With the three million downloads in 24 hours, the Indian population believes that they should be using a ‘desi’ app inspired by ‘self-sufficient India’ aka ‘Atmanirbahr Bharat’. Koo app gained immense popularity in recent days and has also started attracting scrutiny. But the question arises – Is the Koo app safe?
A French security researcher, Robert Baptiste, commented on the safety of the Koo App. According to him, the Koo app is not safe and currently leaking lots of sensitive users’ personal information including Email address, ID, Phone number, and Date of Birth (DOB).
Robert Baptiste, a researcher at French Cybersecurity, who earlier made news in India by highlighting security loopholes in Aadhar has now taken a look into the Koo app and found it is fairly a leaky app. He has also highlighted a number of security bugs and vulnerabilities in other tech services.
Baptiste tweeted: “You asked so I did it. I spent 30 minutes on this new Koo app. The App is leaking the personal data of its users: Email, DOB, Name, Marital status, Gender.” He also added a screenshot in his tweet which is clearly showing that Koo is leaking some sensitive details and millions of users’ information, including Indian Government Employees and Ministers who have joined the services, have already been leaked or scrapped.
This Atmanirbhar social media app has come into existence after Twitter blocked some accounts of journalists, politicians, and activists tweeting on farmers’ protest. Now, the Ministry of Electronics and Information Technology (MeitY) and government departments have verified handles on Koo.
While supporting Atmanirbhar Bharat – Minister Piyush Goyal also joined Koo, reported in his tweet, saying “I am now on Koo. Connect with me on this Indian micro-blogging platform for real-time, exciting, and exclusive updates. Let us exchange our thoughts and ideas on Koo.”

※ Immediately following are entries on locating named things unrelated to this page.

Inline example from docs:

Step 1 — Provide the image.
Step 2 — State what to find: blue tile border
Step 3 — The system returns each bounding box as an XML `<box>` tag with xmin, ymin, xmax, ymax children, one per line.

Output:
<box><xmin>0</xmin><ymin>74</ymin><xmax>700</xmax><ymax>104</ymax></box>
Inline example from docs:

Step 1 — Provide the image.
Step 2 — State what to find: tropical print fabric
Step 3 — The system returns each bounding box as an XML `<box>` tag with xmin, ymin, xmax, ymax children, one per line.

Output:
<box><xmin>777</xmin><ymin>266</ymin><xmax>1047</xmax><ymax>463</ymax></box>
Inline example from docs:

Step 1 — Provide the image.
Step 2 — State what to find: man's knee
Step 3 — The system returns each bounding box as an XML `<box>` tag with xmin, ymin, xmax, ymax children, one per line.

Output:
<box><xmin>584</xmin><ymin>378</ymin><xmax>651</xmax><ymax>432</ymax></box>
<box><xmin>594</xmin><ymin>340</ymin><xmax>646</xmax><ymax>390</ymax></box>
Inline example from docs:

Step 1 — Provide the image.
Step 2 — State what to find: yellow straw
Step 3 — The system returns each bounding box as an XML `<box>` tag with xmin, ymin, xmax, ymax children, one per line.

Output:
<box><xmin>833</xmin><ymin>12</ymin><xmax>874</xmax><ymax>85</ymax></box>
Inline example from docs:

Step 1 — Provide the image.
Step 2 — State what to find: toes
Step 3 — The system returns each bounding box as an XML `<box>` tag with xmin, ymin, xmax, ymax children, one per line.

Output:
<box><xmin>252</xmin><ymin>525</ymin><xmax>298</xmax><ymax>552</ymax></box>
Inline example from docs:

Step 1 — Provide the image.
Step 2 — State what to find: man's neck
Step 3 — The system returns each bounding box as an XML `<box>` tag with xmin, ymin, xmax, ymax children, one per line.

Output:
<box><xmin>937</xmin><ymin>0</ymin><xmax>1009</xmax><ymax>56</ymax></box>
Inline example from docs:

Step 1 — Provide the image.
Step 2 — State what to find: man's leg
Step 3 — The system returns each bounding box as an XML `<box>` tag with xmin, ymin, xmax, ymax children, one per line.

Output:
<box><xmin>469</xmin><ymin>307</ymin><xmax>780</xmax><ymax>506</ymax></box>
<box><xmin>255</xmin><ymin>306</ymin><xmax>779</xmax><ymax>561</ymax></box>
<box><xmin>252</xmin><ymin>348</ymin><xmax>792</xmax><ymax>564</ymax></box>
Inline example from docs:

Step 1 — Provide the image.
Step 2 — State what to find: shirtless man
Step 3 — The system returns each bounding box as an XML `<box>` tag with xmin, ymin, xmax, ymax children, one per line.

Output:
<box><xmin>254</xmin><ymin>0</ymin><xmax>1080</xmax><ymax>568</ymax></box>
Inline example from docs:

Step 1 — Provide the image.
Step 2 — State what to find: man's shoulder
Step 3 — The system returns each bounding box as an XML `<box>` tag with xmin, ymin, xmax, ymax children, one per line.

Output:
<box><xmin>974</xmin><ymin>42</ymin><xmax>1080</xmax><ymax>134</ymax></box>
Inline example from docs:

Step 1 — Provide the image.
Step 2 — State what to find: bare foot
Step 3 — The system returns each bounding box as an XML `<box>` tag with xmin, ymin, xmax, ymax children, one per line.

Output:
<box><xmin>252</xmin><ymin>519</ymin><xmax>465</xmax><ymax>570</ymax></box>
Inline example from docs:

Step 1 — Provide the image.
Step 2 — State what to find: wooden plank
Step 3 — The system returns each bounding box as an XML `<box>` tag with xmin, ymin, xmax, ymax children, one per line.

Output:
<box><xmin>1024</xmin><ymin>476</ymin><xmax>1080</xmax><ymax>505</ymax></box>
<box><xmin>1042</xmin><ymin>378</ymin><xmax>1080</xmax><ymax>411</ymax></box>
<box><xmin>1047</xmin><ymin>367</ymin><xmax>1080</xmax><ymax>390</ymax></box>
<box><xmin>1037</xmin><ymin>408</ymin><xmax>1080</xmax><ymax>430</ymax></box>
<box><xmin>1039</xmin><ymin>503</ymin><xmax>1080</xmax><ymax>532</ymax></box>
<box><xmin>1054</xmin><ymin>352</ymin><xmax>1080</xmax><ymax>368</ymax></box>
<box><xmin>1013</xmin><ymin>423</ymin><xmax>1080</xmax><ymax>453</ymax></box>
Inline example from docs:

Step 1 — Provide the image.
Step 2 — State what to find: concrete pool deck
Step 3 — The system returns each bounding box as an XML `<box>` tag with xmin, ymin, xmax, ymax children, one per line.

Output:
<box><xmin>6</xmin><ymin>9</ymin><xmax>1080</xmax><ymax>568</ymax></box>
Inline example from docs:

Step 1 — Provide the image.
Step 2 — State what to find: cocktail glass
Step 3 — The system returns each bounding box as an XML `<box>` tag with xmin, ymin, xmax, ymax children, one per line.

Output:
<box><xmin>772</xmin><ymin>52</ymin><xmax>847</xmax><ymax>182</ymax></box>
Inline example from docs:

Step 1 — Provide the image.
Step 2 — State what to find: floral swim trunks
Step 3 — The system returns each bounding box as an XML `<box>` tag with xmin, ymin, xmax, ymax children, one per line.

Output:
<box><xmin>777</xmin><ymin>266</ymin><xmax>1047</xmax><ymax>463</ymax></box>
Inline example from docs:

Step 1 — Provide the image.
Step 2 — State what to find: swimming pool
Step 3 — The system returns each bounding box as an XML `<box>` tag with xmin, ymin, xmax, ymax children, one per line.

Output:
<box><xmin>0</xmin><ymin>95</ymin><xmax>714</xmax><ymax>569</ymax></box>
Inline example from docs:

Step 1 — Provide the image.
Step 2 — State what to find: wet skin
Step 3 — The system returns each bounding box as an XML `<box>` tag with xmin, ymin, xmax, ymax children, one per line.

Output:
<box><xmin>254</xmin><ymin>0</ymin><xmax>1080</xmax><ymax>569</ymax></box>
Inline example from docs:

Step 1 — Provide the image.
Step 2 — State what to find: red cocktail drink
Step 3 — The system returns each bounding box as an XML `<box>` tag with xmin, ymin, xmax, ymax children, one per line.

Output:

Well, Baptiste is not the only one who has noted a bug in the Koo app. Replying to his tweet, another user noted that “It’s storing user tokens as frontend global variables if you know the token info of a user, go to/create you can directly put values in here, with inspecting mode which I think will enable the compose button and you can remotely tweet to that account with the token info.”
Reported Chinese Connection
Baptiste also shared the record for the domain Kooapp.com, which shows a Chinese connection but not 100% sure. The domain details shared by Baptiste shows historical ownership of the domain. The record reveals that it was created almost four years ago and since then it has changed hands several times. But there is a Chinese connection to the Koo app, and this is the small investment in a Shunein company, a venture capital fund that invests in startups.
However, Koo is claiming itself as a complete Atmanirbhar App and saying Shunwein would be existing the company and would be selling its stake soon. The co-founder of the Koo app tweeted: “Koo is an Indian registered company and with Indian founders. Raised earlier 2.5 years ago. The latest funds for Bombinate technologies are led by truly Indian investors 3one4 capital. Shunwei (single-digit shareholder) which had invested in our Vokal journey will be exiting fully.